Love: Finally Knowing What It Feels Like
After many twists and turns in romantic relationships, Shet Ching discovers a love from God that she never knew existed, fulfilling the emptiness in her heart.
When we seek love, we sometimes think we know what we need and want. We explore the options available to us, trying to fill the void in our lives and to pursue happiness.
Throughout her life, Shet Ching entered into relationships with both men and women, until one day, she found the love that she was looking for in Jesus Christ.
At home, Shet Ching grew up with an absent dad who only provided materially, and a mother who constantly raised her voice at her children. Shet Ching craved their affection and attention.
She said, pointing to her chest, “My heart was empty, it was always empty here.” It brought to mind the biblical description of nature’s emptiness. When God created the earth, it was formless, void, and dark before He spoke light, life, and hope into it (Genesis 1:1-3).
Shet Ching was looking for love. She couldn’t find it in any of her romantic relationships, but she was unsure what kind of love she needed, or what true love even looked like.
Pursuing love and being broken by it
In high school, Shet Ching had a few relationships with guys. By the time she was 15, she was surrounded by female friends who were in same-sex relationships. It was common in her group, and so she felt compelled to do the same out of curiosity. Her parents were against it, but they accepted her choices.
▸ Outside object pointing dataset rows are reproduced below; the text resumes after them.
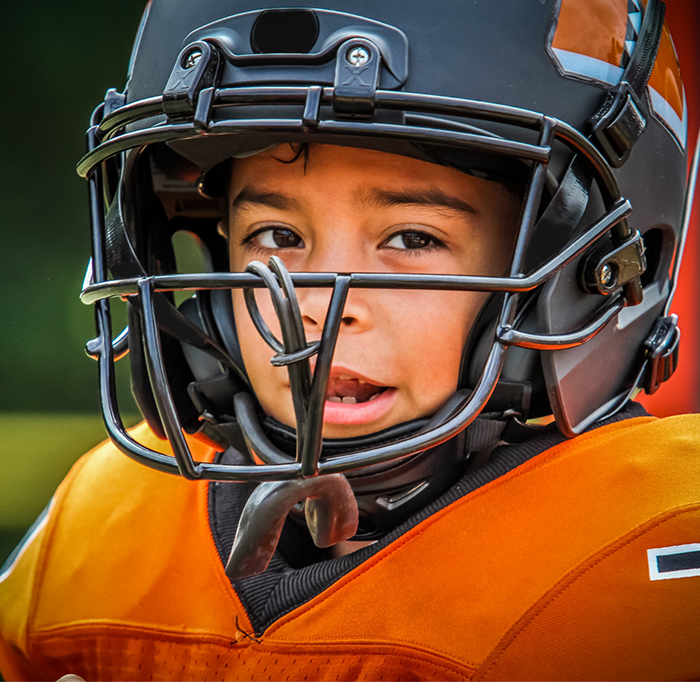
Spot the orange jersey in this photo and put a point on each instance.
(583, 562)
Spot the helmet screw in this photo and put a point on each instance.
(358, 56)
(191, 59)
(606, 275)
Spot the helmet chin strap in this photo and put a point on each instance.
(331, 516)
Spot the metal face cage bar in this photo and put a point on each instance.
(107, 137)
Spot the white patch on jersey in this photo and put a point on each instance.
(676, 551)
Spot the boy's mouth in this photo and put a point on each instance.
(351, 390)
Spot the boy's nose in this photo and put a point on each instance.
(313, 304)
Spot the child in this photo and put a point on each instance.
(402, 383)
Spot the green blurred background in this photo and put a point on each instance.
(60, 59)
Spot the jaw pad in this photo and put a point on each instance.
(331, 515)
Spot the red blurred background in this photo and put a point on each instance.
(682, 392)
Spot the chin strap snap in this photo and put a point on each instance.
(662, 353)
(620, 121)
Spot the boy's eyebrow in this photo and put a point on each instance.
(248, 195)
(421, 197)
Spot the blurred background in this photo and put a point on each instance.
(64, 57)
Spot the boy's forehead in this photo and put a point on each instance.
(371, 177)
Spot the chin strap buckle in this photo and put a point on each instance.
(662, 353)
(606, 272)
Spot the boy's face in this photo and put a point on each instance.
(352, 210)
Relationships with girls posed the same problems. She continued to struggle and to be unhappy. She went from being with a violent and abusive guy, to a married woman with a child, and eventually to a woman who used drugs.
Despite her firm stance against drugs, Shet Ching became a user and eventually got addicted in order to keep the relationship. Her family found out and immediately sent her to an addiction treatment centre.
In 2016, at the age of 27, Shet Ching entered Peace Charis Ladies’ Home, a recovery centre in Selangor. Initially resistant to the strict rules and loss of freedom – no mobile phone, no money and no smoking – she agreed to stay for a week after watching her parents leave in tears. Alone in an isolation room, she questioned why her life had spiralled to this painful low.
Finding love in an unexpected place
Initially angry about being sent to rehab, her heart started to soften as staff treated her with warmth, kindness and love. She participated in prayers and sang worship songs despite not understanding anything. After a week, she sensed God’s presence in her life and began writing letters home to her parents.
But Shet Ching remained violent and quick-tempered even after recovery, and she continued to stay at the centre. Once, she struck a wall out of anger, but decided to calm herself down by going upstairs for an hour before coming back down.
She expected to be reprimanded for her behaviour. But when the pastor and founder of the centre met her, he only said, “Hey, I heard that you hit the wall the other day. But your director said you showed improvement. You went upstairs to a room to let it out instead of being aggressive in front of everyone.”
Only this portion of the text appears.